The problem turned out to be a leaking fuel tank, which left the plane smelling strongly of aviation fuel and kept it in Vienna overnight.
After marathon talks on Iran's nuclear program in the Austrian capital Wednesday (October 16), Kerry's party of more than 40 State Department staff and journalists were checking out of their hotel rooms before dawn Thursday when the news came that his Boeing 757 needed repairs...again.
Since taking up his post in February 2013, Kerry has flown some 566,000 miles (911,000 kilometers) around the globe and visited 55 countries--many of them multiple occasions-- spending some 249 days on the road.
He's well on his way to overtaking his predecessor, Hillary Clinton, who flew just short of a million miles in her four years in office, visiting a record 112 countries.
Despite a normally well-planned, slick logistical operation to move Kerry and his posse of staff, DS agents and the traveling press as he jets around the world, he has been beset this year by a number of glitches.
COMMENT: The downside of flying commercial for Kerry has much more to with not having access to secure communication, which enable the Secretary to keep in touch with world leaders and the White House even while in aloft.
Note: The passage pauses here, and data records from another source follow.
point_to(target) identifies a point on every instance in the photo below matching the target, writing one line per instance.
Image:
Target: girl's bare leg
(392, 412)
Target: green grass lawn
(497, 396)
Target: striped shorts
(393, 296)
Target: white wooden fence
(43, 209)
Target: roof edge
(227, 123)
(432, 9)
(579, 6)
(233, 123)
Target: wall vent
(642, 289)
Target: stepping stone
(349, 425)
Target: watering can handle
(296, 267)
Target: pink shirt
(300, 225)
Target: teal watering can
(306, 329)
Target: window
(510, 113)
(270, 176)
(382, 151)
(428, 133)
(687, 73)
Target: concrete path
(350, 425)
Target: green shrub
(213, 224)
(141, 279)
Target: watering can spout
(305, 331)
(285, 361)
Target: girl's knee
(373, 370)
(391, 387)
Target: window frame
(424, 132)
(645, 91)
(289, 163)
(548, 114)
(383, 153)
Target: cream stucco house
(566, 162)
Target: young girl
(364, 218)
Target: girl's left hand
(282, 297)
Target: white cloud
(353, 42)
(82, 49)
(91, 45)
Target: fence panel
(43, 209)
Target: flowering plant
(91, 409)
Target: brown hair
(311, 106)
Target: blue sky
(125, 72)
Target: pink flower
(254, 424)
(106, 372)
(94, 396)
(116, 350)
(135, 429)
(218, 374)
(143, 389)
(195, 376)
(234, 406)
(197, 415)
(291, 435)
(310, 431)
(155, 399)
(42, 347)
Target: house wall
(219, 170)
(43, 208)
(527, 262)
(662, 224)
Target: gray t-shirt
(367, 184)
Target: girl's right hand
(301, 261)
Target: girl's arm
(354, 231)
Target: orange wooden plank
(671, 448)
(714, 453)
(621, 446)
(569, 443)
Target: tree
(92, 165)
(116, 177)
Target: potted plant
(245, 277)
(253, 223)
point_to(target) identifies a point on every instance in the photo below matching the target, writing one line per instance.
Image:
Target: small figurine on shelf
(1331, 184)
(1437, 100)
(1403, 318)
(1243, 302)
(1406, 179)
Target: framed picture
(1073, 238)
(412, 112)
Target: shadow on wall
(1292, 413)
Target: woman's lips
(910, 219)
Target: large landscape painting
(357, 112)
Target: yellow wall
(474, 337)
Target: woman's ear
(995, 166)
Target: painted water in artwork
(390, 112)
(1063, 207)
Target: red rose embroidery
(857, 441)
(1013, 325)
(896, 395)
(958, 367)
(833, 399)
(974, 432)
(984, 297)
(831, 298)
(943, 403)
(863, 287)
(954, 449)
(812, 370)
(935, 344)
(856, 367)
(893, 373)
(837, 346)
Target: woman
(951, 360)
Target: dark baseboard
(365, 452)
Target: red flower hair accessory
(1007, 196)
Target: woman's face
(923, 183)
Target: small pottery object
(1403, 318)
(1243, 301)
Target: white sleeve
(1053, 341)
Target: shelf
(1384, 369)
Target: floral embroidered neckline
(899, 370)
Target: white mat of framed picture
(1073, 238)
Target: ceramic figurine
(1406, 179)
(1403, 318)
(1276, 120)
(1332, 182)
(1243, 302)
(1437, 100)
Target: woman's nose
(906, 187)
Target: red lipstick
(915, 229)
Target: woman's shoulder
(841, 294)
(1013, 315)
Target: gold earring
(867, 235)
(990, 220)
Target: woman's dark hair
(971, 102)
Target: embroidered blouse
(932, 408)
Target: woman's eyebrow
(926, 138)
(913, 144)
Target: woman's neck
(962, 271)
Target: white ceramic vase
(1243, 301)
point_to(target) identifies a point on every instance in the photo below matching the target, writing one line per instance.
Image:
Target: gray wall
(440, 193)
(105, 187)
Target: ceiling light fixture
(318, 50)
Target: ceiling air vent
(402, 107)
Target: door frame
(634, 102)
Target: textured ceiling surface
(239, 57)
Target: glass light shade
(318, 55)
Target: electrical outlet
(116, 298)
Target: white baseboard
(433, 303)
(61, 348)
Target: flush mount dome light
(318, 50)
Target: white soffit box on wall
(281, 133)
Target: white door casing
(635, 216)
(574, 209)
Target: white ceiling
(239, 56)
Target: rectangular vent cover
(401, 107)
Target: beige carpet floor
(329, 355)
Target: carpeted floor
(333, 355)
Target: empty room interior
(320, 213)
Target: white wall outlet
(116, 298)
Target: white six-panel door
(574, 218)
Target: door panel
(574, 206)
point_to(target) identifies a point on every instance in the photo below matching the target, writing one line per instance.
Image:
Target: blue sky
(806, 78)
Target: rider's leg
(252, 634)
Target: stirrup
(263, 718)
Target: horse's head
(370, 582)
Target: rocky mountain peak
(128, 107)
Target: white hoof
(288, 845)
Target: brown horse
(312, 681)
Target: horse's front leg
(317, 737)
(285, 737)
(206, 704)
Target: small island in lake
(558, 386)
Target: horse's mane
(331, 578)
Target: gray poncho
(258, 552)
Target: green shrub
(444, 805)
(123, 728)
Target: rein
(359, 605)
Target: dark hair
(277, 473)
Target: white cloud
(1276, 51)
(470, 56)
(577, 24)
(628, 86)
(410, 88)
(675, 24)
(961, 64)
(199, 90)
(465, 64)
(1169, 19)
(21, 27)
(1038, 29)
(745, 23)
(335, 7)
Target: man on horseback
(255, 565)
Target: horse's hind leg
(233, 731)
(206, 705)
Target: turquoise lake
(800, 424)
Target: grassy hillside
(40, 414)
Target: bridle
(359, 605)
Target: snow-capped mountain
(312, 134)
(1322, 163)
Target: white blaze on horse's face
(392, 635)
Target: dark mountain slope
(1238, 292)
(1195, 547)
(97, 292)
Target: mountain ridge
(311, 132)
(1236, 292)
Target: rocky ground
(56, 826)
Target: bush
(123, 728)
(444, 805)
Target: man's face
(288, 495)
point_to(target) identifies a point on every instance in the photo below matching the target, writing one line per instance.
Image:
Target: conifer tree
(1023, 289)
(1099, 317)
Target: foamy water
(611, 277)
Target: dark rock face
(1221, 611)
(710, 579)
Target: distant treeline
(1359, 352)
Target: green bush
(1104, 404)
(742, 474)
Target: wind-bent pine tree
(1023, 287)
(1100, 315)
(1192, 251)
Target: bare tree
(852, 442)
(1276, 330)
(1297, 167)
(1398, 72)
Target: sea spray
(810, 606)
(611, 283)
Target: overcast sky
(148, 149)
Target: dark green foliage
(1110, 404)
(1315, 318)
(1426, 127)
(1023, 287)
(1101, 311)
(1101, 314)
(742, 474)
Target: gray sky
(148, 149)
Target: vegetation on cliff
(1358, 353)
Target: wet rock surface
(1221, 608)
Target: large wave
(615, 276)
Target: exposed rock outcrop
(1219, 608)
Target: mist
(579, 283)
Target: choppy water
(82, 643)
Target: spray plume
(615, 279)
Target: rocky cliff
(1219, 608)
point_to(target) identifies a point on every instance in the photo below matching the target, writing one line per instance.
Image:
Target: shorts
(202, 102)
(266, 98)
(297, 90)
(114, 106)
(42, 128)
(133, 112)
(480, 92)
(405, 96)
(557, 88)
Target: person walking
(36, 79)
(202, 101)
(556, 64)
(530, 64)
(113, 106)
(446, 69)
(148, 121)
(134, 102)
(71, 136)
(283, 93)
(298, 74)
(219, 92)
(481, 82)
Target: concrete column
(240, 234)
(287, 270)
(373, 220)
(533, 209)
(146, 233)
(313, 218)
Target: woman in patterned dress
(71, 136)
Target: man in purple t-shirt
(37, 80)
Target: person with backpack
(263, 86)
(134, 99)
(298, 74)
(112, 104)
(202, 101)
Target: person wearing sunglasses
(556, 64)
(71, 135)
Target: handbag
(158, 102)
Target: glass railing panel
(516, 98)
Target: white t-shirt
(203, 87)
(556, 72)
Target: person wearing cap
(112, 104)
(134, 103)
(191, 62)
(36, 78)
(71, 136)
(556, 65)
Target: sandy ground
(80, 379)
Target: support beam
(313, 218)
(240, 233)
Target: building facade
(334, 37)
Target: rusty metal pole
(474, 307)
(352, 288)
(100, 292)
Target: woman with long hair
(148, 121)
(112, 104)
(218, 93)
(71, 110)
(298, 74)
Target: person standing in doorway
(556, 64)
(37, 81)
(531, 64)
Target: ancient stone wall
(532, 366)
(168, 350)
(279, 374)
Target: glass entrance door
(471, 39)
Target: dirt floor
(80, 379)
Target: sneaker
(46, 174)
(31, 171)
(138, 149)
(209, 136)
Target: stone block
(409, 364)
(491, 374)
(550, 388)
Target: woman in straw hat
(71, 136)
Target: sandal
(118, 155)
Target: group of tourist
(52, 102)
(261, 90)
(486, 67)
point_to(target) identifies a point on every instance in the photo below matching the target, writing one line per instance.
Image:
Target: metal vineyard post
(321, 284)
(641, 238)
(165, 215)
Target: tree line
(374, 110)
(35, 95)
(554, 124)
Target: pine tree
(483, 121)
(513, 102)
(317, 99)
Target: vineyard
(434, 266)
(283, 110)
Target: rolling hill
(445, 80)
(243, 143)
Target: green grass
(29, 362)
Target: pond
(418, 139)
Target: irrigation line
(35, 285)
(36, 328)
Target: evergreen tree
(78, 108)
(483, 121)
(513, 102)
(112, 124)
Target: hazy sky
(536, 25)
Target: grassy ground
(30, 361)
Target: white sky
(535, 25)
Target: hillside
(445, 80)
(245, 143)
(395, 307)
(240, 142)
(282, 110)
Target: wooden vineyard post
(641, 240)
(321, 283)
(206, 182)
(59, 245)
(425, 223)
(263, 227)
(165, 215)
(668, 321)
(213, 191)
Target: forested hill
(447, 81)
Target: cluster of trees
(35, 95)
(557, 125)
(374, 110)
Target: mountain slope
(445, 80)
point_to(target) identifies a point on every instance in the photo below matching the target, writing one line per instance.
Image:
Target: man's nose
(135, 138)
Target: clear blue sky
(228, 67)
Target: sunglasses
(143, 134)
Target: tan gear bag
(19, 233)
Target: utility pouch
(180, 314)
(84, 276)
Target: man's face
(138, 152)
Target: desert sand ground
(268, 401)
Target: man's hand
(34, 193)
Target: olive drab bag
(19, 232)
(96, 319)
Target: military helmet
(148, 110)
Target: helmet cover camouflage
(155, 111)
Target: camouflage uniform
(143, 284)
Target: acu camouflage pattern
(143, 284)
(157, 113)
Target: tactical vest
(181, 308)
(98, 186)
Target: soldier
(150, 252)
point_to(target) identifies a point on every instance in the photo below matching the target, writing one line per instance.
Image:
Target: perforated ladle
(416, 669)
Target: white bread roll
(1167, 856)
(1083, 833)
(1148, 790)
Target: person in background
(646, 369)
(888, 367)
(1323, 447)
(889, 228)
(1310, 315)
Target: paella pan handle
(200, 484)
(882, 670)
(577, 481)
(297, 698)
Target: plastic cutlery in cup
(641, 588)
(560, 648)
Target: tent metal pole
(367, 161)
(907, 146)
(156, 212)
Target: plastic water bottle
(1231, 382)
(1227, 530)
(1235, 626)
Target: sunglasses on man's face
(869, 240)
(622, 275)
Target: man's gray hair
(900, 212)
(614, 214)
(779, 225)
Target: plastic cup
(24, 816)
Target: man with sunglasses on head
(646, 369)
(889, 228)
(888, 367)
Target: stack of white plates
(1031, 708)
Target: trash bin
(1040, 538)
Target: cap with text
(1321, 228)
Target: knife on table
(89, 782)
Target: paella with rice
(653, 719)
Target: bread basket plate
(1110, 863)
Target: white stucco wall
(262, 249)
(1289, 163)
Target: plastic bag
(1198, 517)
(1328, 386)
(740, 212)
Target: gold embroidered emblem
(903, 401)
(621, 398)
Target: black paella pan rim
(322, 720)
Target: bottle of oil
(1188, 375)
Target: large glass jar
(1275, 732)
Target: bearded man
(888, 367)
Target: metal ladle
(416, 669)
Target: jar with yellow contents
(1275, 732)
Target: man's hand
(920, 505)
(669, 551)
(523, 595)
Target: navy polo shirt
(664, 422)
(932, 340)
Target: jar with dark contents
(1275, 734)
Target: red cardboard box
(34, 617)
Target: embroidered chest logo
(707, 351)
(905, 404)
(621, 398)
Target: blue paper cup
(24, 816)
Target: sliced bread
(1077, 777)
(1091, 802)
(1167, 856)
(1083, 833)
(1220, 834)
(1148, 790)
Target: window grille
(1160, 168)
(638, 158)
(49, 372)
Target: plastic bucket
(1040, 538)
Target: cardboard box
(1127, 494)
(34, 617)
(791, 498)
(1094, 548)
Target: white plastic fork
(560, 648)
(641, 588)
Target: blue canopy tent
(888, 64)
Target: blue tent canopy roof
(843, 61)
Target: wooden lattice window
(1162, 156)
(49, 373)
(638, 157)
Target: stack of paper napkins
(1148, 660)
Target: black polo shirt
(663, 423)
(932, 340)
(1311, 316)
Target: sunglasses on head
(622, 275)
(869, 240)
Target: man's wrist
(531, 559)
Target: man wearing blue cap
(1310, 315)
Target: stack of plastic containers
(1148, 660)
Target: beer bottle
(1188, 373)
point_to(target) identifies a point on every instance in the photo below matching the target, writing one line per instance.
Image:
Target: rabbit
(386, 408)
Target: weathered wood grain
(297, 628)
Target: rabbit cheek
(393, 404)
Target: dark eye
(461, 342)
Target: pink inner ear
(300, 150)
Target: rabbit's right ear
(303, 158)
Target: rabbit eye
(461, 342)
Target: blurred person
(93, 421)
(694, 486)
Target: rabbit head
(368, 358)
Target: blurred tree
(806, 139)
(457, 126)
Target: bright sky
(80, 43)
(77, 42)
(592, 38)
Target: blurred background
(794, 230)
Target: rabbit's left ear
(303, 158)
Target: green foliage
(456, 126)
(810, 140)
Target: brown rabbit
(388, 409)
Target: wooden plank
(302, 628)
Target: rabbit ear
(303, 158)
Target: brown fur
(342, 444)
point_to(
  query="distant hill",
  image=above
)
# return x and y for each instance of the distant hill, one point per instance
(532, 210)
The latest and fourth breakdown is just one more embarrassment to diminishing US power.
In August, Kerry was forced to take a commercial nine-hour flight back to Washington from Hawaii when his Boeing 757 suffered electrical problems.
Earlier this year, a new transponder had to be flown from the United States to Switzerland when in the middle of international talks on the Syrian conflict in January his aircraft was grounded.
And in London in March, a similar mechanical problem was hastily fixed.
Kerry had been in Vienna for talks with Iranian Foreign Minister Mohammad Javad Zarif and EU foreign policy chief Cathy Ashton on Iran's nuclear program.
Zarif chuckled when he heard Kerry's plane was grounded due to apparent mechanical issues. "So it is not just our planes," he told the online news site AL-MONITOR.